Bear in mind that the sandbox effect will be triggered by the algorithm so you may be lucky enough to have escaped.

BeeDeeDubbleU

4:03 pm on Jun 2, 2004 (gmt 0)

WebmasterWorld Senior Member 10+ Year Member Top Contributors Of The Month



Just noticed that a site I launched on March 17 has started ranking and it has gone from PR0 to PR5 overnight. Less than 11 weeks to get there in this case. Perhaps the sandbox period is variable?

darkroom

4:21 pm on Jun 2, 2004 (gmt 0)

10+ Year Member



i feel there is a trick to getting out of it fast....

nuevojefe

3:24 am on Jun 3, 2004 (gmt 0)

WebmasterWorld Senior Member 10+ Year Member



Those people who make one web site after another, one "fake directory" after another, one doorway page after another ... who cloak (the bad kind) ... who use ... hidden links, hidden text and every other trick in the book are pariahs. They refuse to work hard and honestly and follow the rules. They want the fast track to every get rich quick scheme there is.

Actually, they probably work very hard... but i'm not saying i'm in league with them, just that it's not easy to pull off large scale manipulations.

Anyways, either the sandbox rules have changed over the last two months or there DEFINITELY are triggers. One site spent about 10,000 on links per month, and had a large amount of content, quality site overall, and didn't rank in the top 1,000 for 2 months for its money term. Ranked pretty poor for obscure terms too.

2nd site got about 15 links 1/2 from his own sites, same ip and is ranking in the 20 - 300's 2 days after new domain propogated (domain, content, and links are two days old) with only 2 pages(of 30) indexed.

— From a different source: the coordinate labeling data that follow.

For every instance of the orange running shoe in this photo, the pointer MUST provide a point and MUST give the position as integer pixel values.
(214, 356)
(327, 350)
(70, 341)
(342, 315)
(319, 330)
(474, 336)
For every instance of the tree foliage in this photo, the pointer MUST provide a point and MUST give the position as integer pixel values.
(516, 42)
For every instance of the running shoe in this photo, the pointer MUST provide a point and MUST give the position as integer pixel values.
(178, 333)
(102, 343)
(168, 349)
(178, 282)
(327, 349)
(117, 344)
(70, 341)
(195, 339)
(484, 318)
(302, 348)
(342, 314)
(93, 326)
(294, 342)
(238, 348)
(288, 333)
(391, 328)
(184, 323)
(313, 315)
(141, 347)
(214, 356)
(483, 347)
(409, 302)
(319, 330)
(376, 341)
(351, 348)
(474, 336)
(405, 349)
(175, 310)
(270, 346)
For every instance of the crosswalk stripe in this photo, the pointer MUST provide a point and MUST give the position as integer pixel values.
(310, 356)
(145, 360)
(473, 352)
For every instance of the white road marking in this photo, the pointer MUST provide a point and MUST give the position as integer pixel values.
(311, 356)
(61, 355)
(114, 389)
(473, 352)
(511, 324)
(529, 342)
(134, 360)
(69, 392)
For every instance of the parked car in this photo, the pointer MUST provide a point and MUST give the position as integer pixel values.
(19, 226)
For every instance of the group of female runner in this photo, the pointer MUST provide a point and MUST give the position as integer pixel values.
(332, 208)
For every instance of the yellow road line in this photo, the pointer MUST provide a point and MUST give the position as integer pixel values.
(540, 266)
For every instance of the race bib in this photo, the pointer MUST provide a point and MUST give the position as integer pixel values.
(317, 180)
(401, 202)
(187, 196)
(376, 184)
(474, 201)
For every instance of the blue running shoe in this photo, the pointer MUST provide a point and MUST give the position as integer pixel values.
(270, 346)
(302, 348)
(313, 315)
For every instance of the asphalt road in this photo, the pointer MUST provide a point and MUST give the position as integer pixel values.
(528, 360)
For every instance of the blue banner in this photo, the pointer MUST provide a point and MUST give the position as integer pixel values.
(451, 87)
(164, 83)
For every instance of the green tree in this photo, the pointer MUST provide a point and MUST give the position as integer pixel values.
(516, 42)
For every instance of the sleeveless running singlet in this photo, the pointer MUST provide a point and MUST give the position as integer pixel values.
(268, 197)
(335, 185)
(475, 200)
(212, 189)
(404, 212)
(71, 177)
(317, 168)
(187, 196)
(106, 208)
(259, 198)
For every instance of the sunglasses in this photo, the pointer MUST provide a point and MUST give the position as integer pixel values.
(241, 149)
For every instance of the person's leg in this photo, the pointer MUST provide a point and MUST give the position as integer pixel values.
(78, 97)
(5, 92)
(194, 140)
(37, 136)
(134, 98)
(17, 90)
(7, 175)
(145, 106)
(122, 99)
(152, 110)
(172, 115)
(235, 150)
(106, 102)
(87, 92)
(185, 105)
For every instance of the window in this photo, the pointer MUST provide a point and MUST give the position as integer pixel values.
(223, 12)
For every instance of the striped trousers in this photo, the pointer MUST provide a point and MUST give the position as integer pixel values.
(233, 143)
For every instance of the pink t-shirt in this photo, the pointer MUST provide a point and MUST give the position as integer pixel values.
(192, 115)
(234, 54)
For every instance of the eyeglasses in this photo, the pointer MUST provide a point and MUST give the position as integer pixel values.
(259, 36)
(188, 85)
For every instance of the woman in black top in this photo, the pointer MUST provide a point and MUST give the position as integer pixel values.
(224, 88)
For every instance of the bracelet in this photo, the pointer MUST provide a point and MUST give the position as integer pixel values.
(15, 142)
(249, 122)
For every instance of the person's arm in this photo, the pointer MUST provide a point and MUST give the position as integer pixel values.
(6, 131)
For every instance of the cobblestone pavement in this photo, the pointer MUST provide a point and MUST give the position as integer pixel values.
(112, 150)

Keywords are not very competitive, but it's still quick.

Interesting note is that the first site did not have any penalty; no changes were made and after two months it shot up to top 10 for an incredible amount of competitive phrases.

darkroom

4:54 am on Jun 3, 2004 (gmt 0)

10+ Year Member



so does this mean that we can also harm our competitor's sites by buying links for them for say a month, so they go in sandbox?

leveldisc

6:39 am on Jun 3, 2004 (gmt 0)

10+ Year Member



so does this mean that we can also harm our competitor's sites by buying links for them for say a month, so they go in sandbox?"

I think theory is that, it's the links that go into the sandbox and not the site.

darkroom

6:52 am on Jun 3, 2004 (gmt 0)

10+ Year Member



"I think theory is that, it's the links that go into the sandbox and not the site."

yes, i belive this theory.....but has anybody actually had a site in top rankings and then suddenly went out on a massive links campagin? If so, how did that site get affected? did it loose or gain rankings? or stayed the same?

annej

9:05 pm on Jun 3, 2004 (gmt 0)

WebmasterWorld Senior Member 10+ Year Member



but has anybody actually had a site in top rankings and then suddenly went out on a massive links campagin?

My impression is that the new links wouldn't hurt the site, there would just be a delay before the new links would benifit the site (pages).

keeper

10:55 pm on Jun 3, 2004 (gmt 0)

10+ Year Member



The theory of the sandbox effecting new links rather than new sites seems to hold from my perspective.

It may also be designed to disrupt the SEO link sales industry. Imagine trying to price your links now...

Sandbox special on PR9 link! First 3 months for $29.95!
4th month is standard pricing --> $500 per month.

;)

MHes

2:49 pm on Jun 4, 2004 (gmt 0)

WebmasterWorld Senior Member 10+ Year Member



The whole time delay thing creates fog. In 3 months time, who knows why your rankings have gone up or down.

Hanu

2:58 pm on Jun 4, 2004 (gmt 0)

10+ Year Member



Only the ones who work systematically, take notes and think ahead. Not me, I guess.